That means the particular solution much differ slightly for that case, maybe it should be multiplied by $t$ or something similar. I think the change should be in the first step of Laplace transform as it usually be, but I can't find how it will change. Can anyone help me with this?

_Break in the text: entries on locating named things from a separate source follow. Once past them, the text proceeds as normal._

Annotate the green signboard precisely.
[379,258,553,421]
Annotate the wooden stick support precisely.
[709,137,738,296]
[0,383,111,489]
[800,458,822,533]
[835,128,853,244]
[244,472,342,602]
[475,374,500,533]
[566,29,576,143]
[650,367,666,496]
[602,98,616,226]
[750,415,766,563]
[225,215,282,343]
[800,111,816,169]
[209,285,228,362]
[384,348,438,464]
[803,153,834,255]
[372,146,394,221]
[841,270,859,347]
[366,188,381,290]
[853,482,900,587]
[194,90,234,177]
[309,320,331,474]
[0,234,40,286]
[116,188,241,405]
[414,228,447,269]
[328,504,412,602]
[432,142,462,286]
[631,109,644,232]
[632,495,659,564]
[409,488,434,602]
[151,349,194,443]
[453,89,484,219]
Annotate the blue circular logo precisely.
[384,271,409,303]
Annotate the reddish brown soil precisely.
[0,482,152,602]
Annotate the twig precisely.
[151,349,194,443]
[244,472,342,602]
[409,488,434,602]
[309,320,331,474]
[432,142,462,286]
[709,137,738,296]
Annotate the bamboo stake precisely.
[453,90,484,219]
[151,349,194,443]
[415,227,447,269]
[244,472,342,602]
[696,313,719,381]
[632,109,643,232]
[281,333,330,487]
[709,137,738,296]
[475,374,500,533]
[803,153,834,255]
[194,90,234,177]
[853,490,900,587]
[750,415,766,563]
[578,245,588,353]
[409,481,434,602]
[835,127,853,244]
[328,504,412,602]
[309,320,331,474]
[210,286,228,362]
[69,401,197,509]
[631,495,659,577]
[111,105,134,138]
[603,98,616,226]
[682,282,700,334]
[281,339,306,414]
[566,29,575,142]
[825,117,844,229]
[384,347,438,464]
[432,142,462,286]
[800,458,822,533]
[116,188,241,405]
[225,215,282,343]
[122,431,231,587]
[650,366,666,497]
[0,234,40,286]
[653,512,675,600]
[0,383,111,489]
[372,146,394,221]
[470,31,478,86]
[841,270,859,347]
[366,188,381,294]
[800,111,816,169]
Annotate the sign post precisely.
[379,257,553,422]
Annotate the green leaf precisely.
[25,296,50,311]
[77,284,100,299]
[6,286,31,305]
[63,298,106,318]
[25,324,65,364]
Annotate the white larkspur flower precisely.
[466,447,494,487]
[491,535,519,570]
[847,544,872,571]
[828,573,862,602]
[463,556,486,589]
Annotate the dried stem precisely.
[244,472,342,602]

I managed, somehow, to get the solution that I need. I recalled that one of my professors of dynamic analysis said that the solution for the resonance case can be obtained through the differentiation of both numerator and denominator with respect to the load frequency, this seems like L'Hôpital's rule. For example, for the equation $\ddot u+\alpha^2u=A\cos{\omega t}+B\sin{\omega t}$, the particular integral is $A\frac{\cos{\omega t}}{\alpha^2-\omega^2}+B\frac{\sin{\omega t}}{\alpha^2-\omega^2}$, but if $\omega=\alpha$, then the denominator will be zero, so both numerator and denominator are differentiated with respect to $\omega$, which produces $A\frac{t\sin{\omega t}}{2\omega}-B\frac{t\cos{\omega t}}{2\omega}$, which is the solution that can be obtained using other mathematical methods.

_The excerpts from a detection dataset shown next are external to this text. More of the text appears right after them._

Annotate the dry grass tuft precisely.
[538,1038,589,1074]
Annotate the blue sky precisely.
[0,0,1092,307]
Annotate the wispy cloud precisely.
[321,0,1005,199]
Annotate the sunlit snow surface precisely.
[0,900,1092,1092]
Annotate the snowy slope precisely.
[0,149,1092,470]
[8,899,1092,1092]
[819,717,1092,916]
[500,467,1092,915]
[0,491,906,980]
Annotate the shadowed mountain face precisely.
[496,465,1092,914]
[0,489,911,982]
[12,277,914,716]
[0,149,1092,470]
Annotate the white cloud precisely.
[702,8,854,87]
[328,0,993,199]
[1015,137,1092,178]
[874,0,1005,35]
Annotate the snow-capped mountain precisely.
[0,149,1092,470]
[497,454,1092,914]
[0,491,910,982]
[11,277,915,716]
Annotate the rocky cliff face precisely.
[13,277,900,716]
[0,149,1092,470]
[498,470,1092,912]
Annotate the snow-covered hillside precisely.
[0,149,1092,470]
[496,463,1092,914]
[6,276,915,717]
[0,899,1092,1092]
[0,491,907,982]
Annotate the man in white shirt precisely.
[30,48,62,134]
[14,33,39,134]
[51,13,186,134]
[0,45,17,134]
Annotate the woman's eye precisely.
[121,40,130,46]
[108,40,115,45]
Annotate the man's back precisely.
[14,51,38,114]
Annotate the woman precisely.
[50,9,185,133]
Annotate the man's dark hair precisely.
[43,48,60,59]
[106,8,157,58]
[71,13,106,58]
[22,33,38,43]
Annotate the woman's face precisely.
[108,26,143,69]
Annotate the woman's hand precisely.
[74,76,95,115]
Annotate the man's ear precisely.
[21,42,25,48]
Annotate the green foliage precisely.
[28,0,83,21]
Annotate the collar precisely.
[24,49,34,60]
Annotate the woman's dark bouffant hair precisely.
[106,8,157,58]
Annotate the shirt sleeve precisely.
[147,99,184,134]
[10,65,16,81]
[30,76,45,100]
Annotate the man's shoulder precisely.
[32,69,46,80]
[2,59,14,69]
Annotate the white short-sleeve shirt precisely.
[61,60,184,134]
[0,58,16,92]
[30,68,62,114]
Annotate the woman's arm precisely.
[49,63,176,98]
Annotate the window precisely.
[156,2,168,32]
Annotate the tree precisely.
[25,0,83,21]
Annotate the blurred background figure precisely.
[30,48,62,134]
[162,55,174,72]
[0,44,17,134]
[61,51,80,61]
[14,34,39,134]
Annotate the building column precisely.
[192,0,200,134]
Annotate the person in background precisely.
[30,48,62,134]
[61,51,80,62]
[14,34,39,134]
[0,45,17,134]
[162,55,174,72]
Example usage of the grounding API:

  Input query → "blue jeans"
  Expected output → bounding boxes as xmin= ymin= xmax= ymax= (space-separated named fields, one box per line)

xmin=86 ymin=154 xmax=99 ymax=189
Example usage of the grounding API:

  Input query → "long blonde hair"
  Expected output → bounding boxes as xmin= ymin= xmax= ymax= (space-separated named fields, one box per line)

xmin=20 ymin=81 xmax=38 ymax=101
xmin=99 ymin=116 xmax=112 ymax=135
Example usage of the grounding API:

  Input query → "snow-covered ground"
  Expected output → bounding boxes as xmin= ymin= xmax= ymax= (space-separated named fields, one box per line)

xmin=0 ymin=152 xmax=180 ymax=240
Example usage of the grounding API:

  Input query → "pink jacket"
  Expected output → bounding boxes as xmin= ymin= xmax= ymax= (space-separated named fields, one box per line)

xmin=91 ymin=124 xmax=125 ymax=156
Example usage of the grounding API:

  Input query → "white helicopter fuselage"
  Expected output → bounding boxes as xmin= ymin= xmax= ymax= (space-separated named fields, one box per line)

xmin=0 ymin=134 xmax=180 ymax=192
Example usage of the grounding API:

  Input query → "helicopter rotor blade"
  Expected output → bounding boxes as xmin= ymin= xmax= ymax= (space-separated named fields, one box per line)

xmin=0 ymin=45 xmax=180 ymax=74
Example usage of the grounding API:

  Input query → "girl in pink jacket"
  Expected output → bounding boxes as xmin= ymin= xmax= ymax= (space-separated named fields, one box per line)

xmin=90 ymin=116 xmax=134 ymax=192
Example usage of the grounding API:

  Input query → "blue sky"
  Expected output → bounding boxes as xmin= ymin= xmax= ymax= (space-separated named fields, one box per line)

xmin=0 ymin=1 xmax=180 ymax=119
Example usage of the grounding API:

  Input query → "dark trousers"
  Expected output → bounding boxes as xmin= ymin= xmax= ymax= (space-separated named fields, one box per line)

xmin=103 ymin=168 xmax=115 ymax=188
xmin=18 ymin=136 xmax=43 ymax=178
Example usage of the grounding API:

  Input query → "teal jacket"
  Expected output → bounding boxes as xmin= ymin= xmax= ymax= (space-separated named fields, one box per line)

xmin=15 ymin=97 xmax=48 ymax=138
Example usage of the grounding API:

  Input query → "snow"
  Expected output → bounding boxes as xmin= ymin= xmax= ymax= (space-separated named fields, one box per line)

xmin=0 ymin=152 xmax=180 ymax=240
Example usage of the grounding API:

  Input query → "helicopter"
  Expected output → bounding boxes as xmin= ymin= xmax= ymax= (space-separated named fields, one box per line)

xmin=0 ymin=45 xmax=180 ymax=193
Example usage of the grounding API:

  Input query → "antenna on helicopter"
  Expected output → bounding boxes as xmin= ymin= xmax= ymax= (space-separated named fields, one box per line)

I used the same concept for the term that contains $\cot\sqrt\frac m{EI}vL$, by turning it into a fraction form like this: $$\frac{\cos\sqrt\frac m{EI}vL\sin\sqrt\frac m{EI}v^2t\sin\sqrt\frac m{EI}vx}{\sin\sqrt\frac m{EI}vL}$$ and differentiated both numerator and denominator with respect to $v$, which resulted in: $$\frac{-L\sin\sqrt\frac m{EI}vL\sin\sqrt\frac m{EI}v^2t\sin\sqrt\frac m{EI}vx+2vt\cos\sqrt\frac m{EI}vL\cos\sqrt\frac m{EI}v^2t\sin\sqrt\frac m{EI}vx+x\cos\sqrt\frac m{EI}vL\sin\sqrt\frac m{EI}v^2t\cos\sqrt\frac m{EI}vx}{L\cos\sqrt\frac m{EI}vL}$$ and since $\sin\sqrt\frac m{EI}vL=0$, it became: $$\frac{2vt}L\cos\sqrt\frac m{EI}v^2t\sin\sqrt\frac m{EI}vx+\frac xL\sin\sqrt\frac m{EI}v^2t\cos\sqrt\frac m{EI}vx$$ Starting from that discovery, I decided to assume that solution contains all terms of $\cos\sqrt\frac m{EI}v^2t\cos\sqrt\frac m{EI}vx$, $\cos\sqrt\frac m{EI}v^2t\sin\sqrt\frac m{EI}vx$, $\sin\sqrt\frac m{EI}v^2t\cos\sqrt\frac m{EI}vx$, and $\sin\sqrt\frac m{EI}v^2t\sin\sqrt\frac m{EI}vx$, each multiplied by $\frac{vt}L$ or $\frac xL$, which is total of eight terms, along with the Heaviside function part and polynomial part. Following the same steps I did for the original case, only two terms of the eight remained, and the were the same two I found using the differentiation method, so the final solution became: $$u=\left[-\frac{2L^4v}{\pi^3}\sqrt\frac m{EI}\sum\limits_{n=1,n\ne k}^\infty\frac 1{n^3(n^2\pi^2EI-mL^2v^2)}\sin\frac{n^2\pi^2}{L^2} \sqrt \frac{EI} mt \sin\frac {n\pi} L x+\frac 1{mv^2}\left(\frac{vt}L-1\right) x + \frac 1{mv^3} \sqrt\frac{EI}m\left(\cos\sqrt\frac m{EI}v^2t+\frac7{2Lv}\sqrt\frac{EI}m\sin\sqrt\frac m{EI}v^2t\right)\sin\sqrt\frac m{EI}vx-\frac1{mLv^3}\sqrt\frac{EI}mx\sin\sqrt\frac m{EI}v^2t\cos\sqrt\frac m{EI}vx-\frac2{mLv^2}\sqrt\frac{EI}mt\cos\sqrt\frac m{EI}v^2t\sin\sqrt\frac m{EI}vx+\frac 1{mv^2}\left[x-vt-\frac1v\sqrt\frac{EI}m\sin\sqrt\frac m{EI}v(x-vt)\right]H(x-vt)\right]P$$ The only term that seemed new to me was $\frac7{2Lv}\sqrt\frac{EI}m\sin\sqrt\frac m{EI}v^2t\sin\sqrt\frac m{EI}vx$, but I think this happened because it was excluded from the infinite summation for $n=k$.